Most of us, at one time or another, have traveled away on vacation or some interesting place and shot some travel photographs, only to return home and realize that there was one important shot that you forget to get. Believe me, it happens all the time. How do you prevent this? One trick I use for every photo outing, is to prepare a “shot list” before I travel. This list contains all the important shots I would like to get while traveling. This list can contain a list of places to shoot (i.e., the local park, the city market area, the local aquarium, etc.), or can be a list of different “poses” or compositions (i.e., shoot the market from the waterfront, shoot the market from the hill overlooking the market, shoot both horizontal and vertical shots, etc.). You can set up your “shot list” anyway that helps you remember the shots you really want to get while on your trip. I always make up my “shot list” in a small, bound composition book that I keep in my shirt pocket or camera bag. That way, it is always nearby so I can consult it while shooting.
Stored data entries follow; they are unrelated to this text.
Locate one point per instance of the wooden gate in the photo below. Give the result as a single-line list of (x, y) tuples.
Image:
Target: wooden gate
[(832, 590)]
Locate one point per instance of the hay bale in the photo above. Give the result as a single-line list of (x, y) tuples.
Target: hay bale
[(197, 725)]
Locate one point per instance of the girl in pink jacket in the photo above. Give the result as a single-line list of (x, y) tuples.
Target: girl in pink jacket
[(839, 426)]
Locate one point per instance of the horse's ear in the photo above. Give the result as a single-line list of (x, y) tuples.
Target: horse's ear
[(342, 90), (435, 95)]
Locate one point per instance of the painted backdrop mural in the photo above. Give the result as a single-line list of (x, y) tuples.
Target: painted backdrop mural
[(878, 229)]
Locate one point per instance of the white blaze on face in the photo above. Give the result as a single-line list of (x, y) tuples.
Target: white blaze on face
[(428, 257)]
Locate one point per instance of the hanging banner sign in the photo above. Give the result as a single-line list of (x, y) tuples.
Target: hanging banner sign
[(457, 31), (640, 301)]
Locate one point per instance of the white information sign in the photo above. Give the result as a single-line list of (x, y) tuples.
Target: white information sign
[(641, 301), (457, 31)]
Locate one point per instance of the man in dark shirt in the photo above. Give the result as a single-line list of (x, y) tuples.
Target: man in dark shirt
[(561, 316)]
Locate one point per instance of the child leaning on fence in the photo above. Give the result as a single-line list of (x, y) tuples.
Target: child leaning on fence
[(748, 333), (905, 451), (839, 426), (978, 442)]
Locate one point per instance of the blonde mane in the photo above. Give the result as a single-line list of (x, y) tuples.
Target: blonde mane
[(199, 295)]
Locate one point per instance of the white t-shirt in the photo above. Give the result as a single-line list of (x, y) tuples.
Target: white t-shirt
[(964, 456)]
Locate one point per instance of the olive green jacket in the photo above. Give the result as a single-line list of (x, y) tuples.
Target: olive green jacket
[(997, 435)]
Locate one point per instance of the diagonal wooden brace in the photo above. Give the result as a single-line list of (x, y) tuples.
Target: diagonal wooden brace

An good example of one of my “shot lists” was the shot list I developed on the plane during my recent trip to Haines, Alaska, where I spent a week shooting bald eagles at the Chilkat Bald Eagle Preserve. Here is what my “shot list” looked like: (1) Haines city images, (2) Inside Passage scenery (during ferry ride), (3) eagles on snowy stumps, logs, trees, (4) eagle closeup portraits (in stately poses), (5) eagle “talon fights”, (6) massive groups of eagles (in trees, on logs, standing in snow, etc.), (7) a “3 generation” shot (3 eagles in one photo: one an adult, one a sub-adult, and one an immature). These shots, as identified, may not mean much to you, but I knew exactly what I was looking for. Each evening, I would go over my list and note which shots I had attained, marking it off my “to do” list. I would then make note of those that I had not yet shot and would make them my priority for the next shooting day. It ended up I got every shot on this trip that was on my “shot list”, except for the “3 generation” shot. I missed this shot, not because I forgot to get it, but because the eagles just would not sit together in this formation. Oh well, now I have an excuse to go back again!
On your next outing, give the “shot list” a try. I think you will find it very handy in identifying the shots you want and will help you to avoid failing to get that all important shot. I also think that this up-front brainstorming can help you be more creative with your photography … you will often think of new and exciting shots that you otherwise probably would not have imagined. So give it a go and see how this can help you.